For those willing to spend a little more, there are more upscale accommodations earlier in the trail just before Arrecifes Beache or in the Ecohabs near Cañaveral. There are also beach hostel type accommodations at Playa Brava. However, the best budget option is undoubtedly Cabo San Juan del Guia. You can stay in a hostel in Santa Marta, or see options around the park on AirBnB here.
How to Get to Tayrona
If you’re coming from Cartagena or elsewhere to the south, you’ll need to arrive first to Santa Marta in most cases. The charter bus service Marsol does offer a few direct buses from Cartagena to the park. However, there are more options to arrive to Santa Marta, whether with Marsol, the other charter bus service Berlinas, or from the bus terminal in Cartagena. All of these services are also options to get to Tayrona from Barranquilla.

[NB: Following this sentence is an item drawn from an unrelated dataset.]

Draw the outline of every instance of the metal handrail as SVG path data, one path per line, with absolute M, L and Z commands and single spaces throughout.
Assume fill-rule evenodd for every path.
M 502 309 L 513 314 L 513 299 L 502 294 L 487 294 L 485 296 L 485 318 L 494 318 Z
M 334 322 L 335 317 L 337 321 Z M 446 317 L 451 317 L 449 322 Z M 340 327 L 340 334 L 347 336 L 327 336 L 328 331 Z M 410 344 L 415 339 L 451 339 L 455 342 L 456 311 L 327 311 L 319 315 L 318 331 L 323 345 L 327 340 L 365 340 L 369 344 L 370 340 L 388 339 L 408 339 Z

Once in Santa Marta, the most budget friendly option to get to Tayrona is the bus. You can catch the bus to Tayrona from the market in Santa Marta. You’ll see the bus with Tayrona and Palomino listed in the window. It will leave when it is nearly full, and buses go throughout the day.
Do be aware that locals will get on the bus along the way, and you may end up very tightly packed. I’ve been on board this bus with a box of chicks and a stack of bags of concrete. Depending on how many stops the bus makes to drop and pick up passengers, it should take 90 minutes to 2 hours to get to Tayrona, and the “sparring,” or guy that collects the money will usually shout out when they are at the park. If you are unsure, just let them know to tell you when they are there.

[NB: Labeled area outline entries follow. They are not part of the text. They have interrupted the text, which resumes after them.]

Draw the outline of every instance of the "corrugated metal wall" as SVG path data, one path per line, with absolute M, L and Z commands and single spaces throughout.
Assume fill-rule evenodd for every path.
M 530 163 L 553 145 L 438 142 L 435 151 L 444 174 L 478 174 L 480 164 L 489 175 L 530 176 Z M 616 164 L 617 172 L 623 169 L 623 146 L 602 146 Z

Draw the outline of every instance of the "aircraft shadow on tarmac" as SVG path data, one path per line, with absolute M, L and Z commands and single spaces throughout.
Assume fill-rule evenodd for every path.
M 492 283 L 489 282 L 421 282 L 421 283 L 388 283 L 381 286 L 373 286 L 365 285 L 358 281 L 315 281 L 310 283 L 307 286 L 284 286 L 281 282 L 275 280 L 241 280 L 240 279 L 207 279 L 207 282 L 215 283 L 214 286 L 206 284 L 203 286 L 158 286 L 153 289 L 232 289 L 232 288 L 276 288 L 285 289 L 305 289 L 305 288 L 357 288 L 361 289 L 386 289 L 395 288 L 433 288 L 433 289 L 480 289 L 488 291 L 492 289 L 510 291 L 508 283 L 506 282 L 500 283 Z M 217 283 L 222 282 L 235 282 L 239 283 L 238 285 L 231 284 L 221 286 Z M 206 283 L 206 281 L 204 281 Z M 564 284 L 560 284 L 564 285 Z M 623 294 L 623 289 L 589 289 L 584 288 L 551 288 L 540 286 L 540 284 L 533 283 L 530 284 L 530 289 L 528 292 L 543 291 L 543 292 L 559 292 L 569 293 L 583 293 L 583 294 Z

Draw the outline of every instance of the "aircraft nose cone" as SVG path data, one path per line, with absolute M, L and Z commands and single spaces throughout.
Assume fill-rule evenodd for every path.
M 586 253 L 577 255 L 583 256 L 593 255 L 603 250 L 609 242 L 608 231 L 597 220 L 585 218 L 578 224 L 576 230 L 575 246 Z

You can also get a taxi from Santa Marta and there may be some collective taxis to go to Tayrona, but these will generally be more expensive.
If you’re coming from north of Tayrona, you can catch the bus from Riohacha that runs along the main road outside of Palomino and the road out of Costeño Beach.
Some Final Tips for Tayrona National Park
- The park is closed several times a year to allow the ecosystem to have a rest from visitors. Usually it is closed for the entire month of February and for a week or two at a time at various other points around mid-year and late October. Double check that it is open if you are considering going near those times.
- Take along plenty of cash, as there are no ATMs inside the park.
- You will save considerably if you bring in water and snacks. There are a few small stores just outside the main entrance where you can buy big multi-liter jugs of water to carry in.
- Don’t forget to bring plenty of sunscreen and bug spray.
- A good pair of jeans, some socks, and a light jacket is also a good idea. Despite the warm weather during the day, breezes in the evening can get surprisingly chilly, especially if you’re sleeping in a hammock.
- If you’re coming during the rainy season from October-December or from April-July (less rain but some), it’s a good idea to bring along shoes you don’t mind getting muddy on the trail.
- As of 2020, single use plastics are not allowed in Colombian national parks. These include single serve plastic bottles and plastic grocery bags, so keep that in mind when packing.
- Also, alcohol is technically not allowed to be brought into the park, although enforcement of this can be spotty.
- Camping or not, knives and other things that could be considered weapons are also not allowed into the park.
- The entrance fee for foreigners to Tayrona in 2020 was 53,500 pesos or 63,500 pesos during peak seasons.
- For those staying at Cabo San Juan del Guia in hammocks or tents, you should plan another approximately 150,000 pesos a day for accommodation and food.
- If you think you’ll be buying lots of beers at the store or splurging on the nicer meals, include a bit more in your budget.